Hillary Clinton fired back at Trump: “The debunked study you’re referring to was based on 21 undecided voters. For context that’s about half the number of people associated with your campaign who have been indicted.”
“Twitter and Facebook have suspended numerous accounts that they say are tied to a Chinese disinformation campaign against pro-democracy protesters in Hong Kong,” CNBC reports.
Twitter said the disinformation campaign was designed to “sow political discord in Hong Kong, including undermining the legitimacy and political protest movement on the ground.”
Anthony Scaramucci told CNN that he is putting together a coalition of former Trump Cabinet officials to denounce the President ahead of the 2020 election.
Said Scaramucci: “I’m in the process of putting together a team of people that feel the exact same way that I do.

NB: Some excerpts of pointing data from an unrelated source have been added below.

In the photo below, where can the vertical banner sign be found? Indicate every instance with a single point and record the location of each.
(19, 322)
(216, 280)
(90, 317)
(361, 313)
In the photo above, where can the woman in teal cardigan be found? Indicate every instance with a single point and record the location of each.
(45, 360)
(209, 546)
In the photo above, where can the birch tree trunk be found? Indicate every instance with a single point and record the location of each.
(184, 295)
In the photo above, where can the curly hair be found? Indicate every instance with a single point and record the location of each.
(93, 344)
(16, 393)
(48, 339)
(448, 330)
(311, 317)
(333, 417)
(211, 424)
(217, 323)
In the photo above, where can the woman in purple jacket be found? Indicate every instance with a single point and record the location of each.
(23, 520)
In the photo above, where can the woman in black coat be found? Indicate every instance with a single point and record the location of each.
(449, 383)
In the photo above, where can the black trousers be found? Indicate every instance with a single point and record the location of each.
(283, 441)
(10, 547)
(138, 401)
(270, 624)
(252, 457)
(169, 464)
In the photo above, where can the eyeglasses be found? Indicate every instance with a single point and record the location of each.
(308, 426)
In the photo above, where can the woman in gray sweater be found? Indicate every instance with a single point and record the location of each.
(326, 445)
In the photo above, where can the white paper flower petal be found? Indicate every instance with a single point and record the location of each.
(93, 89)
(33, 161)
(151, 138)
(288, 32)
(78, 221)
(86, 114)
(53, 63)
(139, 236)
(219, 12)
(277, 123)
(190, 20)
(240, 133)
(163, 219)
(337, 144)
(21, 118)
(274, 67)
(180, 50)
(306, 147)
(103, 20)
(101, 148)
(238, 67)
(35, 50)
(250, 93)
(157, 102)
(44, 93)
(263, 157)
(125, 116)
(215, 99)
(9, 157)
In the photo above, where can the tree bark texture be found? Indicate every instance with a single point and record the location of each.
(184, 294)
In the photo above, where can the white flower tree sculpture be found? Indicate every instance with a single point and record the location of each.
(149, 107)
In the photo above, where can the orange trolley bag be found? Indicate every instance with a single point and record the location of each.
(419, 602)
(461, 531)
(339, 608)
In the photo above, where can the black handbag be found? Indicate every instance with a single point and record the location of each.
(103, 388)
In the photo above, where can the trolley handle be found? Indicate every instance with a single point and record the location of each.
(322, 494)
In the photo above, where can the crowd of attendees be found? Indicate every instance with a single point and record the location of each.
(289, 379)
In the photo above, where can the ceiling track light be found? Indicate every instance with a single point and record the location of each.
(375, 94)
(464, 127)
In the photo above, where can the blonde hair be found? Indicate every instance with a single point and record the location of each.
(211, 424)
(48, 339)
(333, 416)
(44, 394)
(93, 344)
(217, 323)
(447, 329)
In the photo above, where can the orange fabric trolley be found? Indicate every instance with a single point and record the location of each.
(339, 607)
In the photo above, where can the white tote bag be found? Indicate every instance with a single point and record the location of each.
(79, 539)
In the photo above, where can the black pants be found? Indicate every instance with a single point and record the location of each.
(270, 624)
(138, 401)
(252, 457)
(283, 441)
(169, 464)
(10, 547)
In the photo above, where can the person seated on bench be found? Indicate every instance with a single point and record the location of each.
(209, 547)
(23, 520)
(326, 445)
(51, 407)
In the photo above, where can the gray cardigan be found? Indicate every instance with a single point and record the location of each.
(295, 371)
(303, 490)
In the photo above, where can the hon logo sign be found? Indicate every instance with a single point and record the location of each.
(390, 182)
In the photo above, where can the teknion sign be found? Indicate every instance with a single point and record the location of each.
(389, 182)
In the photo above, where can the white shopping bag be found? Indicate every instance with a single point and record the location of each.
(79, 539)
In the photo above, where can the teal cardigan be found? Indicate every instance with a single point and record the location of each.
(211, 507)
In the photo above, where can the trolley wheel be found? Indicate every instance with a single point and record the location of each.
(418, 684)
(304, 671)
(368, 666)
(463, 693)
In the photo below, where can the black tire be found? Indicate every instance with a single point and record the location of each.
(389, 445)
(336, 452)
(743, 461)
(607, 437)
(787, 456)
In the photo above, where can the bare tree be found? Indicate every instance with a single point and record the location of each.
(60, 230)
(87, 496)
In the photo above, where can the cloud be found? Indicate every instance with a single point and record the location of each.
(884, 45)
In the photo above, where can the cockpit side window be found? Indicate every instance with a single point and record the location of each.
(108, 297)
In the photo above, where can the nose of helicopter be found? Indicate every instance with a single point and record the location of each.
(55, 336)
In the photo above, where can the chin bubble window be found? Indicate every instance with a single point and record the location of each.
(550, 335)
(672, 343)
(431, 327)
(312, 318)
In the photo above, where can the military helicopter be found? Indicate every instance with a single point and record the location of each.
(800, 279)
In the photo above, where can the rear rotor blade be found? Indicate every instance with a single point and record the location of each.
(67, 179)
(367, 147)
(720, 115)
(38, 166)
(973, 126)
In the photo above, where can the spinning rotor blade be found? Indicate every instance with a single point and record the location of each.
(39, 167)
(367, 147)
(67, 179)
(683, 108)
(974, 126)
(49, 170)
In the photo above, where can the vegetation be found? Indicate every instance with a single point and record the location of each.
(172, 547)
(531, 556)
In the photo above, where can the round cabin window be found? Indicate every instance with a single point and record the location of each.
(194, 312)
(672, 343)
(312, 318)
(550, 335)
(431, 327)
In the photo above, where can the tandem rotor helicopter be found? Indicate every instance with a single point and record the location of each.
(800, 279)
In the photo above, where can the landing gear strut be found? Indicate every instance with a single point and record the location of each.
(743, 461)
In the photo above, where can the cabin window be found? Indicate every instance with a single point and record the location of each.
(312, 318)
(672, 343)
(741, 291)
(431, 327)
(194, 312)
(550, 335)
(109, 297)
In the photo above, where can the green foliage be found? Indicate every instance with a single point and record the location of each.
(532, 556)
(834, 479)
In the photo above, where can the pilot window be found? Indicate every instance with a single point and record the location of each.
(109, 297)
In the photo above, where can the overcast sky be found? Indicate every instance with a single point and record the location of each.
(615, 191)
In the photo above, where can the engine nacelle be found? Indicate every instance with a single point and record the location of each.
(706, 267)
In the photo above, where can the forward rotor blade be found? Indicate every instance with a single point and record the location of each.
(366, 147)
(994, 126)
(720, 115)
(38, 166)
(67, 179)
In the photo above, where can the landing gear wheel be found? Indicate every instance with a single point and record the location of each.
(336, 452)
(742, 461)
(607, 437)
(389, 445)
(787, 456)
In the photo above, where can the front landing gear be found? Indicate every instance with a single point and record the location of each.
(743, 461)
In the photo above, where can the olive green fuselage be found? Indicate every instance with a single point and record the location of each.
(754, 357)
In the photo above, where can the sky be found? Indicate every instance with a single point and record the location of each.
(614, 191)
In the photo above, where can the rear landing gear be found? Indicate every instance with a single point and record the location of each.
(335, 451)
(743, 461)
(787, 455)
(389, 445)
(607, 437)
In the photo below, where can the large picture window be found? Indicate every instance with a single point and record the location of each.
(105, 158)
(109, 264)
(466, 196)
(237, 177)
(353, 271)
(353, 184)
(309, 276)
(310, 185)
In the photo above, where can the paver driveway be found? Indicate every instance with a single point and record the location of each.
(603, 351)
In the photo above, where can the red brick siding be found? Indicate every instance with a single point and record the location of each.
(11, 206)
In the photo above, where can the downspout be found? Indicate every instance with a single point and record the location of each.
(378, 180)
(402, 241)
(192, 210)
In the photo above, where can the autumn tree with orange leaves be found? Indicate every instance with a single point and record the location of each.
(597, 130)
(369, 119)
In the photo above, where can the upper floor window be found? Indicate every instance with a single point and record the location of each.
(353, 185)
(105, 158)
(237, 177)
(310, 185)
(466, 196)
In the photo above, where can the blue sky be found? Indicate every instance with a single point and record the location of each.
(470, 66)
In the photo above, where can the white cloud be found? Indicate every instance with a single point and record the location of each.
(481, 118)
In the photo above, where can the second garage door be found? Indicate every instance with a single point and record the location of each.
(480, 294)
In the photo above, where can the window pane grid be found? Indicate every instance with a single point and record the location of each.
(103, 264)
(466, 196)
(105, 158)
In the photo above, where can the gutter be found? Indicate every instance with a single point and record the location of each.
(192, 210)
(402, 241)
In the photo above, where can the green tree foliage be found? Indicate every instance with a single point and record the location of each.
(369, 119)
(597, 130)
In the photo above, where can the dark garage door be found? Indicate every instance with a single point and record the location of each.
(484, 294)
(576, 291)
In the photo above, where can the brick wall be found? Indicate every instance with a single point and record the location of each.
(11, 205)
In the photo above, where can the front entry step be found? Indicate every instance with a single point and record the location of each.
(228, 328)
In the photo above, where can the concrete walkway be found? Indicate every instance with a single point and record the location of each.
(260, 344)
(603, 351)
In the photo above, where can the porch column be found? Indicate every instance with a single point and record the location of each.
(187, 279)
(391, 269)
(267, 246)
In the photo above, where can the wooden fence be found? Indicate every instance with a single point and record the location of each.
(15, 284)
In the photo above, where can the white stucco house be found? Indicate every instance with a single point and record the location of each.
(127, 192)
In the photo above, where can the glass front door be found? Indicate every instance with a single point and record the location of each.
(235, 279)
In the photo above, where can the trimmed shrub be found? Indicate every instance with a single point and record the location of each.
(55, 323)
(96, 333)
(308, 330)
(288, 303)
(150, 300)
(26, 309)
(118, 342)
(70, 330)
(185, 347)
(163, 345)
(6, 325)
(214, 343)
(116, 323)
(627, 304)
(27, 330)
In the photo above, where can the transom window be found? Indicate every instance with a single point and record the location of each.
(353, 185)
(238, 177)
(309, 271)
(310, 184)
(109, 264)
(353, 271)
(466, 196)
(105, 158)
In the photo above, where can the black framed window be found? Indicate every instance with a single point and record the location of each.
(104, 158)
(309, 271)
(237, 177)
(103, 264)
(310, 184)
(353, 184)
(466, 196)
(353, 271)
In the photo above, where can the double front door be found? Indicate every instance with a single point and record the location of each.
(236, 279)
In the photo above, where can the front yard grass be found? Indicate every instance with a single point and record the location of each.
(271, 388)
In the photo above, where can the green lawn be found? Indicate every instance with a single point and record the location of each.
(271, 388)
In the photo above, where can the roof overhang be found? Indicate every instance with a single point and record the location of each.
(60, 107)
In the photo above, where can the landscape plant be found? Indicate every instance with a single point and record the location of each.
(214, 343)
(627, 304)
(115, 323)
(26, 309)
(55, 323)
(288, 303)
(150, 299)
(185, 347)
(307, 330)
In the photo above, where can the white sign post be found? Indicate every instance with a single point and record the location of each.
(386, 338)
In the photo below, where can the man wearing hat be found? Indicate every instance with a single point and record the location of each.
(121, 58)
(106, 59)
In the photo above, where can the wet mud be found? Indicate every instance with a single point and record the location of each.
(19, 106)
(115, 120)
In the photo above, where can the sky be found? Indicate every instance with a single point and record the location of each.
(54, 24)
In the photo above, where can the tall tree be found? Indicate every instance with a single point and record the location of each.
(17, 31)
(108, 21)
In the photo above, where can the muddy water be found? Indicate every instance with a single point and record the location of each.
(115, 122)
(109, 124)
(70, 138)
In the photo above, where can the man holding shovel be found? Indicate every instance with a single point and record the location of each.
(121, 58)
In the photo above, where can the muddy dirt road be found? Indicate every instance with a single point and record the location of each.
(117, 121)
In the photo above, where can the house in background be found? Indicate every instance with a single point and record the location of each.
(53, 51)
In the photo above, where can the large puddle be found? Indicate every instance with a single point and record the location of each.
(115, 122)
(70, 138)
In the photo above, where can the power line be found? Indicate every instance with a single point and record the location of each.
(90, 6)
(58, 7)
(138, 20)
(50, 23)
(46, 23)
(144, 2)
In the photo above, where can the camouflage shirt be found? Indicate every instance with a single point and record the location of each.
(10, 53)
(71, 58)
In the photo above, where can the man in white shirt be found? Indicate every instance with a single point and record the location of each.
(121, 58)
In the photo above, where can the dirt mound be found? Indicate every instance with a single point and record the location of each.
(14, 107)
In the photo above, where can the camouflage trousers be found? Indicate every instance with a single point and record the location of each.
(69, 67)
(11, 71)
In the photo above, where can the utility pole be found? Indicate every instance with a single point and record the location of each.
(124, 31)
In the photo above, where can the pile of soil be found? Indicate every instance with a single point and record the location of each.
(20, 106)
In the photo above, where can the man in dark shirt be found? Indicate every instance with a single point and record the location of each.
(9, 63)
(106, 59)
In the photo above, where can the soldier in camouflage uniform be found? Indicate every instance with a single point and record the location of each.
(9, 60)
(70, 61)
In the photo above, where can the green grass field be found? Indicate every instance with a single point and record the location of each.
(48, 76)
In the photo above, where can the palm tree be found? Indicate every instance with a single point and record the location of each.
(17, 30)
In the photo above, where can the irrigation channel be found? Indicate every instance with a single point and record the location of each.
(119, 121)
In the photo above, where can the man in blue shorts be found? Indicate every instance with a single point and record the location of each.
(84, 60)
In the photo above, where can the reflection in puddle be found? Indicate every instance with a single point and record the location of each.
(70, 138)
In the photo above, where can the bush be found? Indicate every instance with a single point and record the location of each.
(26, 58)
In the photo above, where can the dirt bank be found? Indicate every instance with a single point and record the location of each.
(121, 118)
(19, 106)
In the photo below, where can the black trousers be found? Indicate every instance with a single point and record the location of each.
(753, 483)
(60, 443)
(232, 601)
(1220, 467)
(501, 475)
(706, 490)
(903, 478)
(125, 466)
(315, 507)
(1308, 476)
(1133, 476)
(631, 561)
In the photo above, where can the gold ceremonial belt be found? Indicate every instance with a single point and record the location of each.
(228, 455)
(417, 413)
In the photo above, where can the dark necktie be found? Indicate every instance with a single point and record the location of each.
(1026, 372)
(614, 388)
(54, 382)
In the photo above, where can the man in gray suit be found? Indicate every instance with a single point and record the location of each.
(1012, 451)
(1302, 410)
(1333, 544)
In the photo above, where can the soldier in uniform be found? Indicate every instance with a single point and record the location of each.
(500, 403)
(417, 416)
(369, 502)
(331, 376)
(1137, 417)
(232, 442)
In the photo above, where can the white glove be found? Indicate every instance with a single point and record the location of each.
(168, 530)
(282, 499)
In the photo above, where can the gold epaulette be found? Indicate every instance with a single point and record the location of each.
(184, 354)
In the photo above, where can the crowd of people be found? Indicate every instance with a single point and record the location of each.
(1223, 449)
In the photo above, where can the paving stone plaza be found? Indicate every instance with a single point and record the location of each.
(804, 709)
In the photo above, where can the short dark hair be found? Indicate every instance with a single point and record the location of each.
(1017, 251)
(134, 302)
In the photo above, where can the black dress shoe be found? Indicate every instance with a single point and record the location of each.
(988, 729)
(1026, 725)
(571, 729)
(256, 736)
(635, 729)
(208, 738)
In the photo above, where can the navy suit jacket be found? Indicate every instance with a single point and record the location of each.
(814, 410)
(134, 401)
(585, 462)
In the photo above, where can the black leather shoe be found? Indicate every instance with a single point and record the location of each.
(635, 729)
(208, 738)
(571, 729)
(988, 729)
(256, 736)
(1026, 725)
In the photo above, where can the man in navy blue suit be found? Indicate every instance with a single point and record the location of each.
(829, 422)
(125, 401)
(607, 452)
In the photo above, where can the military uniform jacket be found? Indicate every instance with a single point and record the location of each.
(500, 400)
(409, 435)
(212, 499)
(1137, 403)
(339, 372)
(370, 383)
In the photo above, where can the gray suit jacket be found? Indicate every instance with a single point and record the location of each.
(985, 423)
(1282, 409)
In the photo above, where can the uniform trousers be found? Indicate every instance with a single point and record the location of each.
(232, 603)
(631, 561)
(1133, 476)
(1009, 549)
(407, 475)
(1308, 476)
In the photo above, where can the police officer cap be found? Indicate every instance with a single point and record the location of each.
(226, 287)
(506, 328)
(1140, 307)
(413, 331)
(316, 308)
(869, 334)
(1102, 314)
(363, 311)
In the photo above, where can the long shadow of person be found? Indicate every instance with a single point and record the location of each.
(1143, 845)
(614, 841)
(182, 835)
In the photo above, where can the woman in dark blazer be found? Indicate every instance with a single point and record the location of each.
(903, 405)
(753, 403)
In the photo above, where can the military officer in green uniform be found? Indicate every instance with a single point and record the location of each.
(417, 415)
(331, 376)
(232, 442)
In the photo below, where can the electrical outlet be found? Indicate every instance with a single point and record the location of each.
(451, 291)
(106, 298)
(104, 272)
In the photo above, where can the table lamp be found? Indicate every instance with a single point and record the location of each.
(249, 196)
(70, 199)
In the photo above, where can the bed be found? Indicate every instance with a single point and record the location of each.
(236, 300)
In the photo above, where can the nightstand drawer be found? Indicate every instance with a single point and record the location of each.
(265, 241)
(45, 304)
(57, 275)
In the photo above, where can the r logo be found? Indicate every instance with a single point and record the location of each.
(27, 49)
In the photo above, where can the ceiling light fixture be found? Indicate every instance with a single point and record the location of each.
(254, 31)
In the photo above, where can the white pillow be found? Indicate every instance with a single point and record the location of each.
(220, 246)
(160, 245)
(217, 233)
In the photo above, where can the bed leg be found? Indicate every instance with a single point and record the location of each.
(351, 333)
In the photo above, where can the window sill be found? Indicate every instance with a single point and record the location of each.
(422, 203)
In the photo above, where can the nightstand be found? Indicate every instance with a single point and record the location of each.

This is not a ‘Never Trump’ situation. This not just screeching rhetoric. This is — OK, the guy is unstable. Everyone inside knows it, everyone outside knows it. Let’s see if we can find a viable alternative.”
He added: “Moreover, I have to get some former Cabinet officials in unity to speak up about it. They know it’s a crisis.”
Scaramucci did not provide any names of people associated with the coalition he said he is assembling, but predicted that by “middle to late fall” there will be a “trove” of people willing to speak out against Trump.
The Business Roundtable has dropped the “shareholder primacy” creed that has driven U.S. capitalism for decades, urging companies to consider the environment and workers’ wellbeing alongside their pursuit of profits, the Financial Times reports.
It is a significant departure from the bedrock belief that businesses serve the owners of their capital — a philosophy championed by Nobel Prize-winning economist Milton Friedman and which has driven corporate America for decades.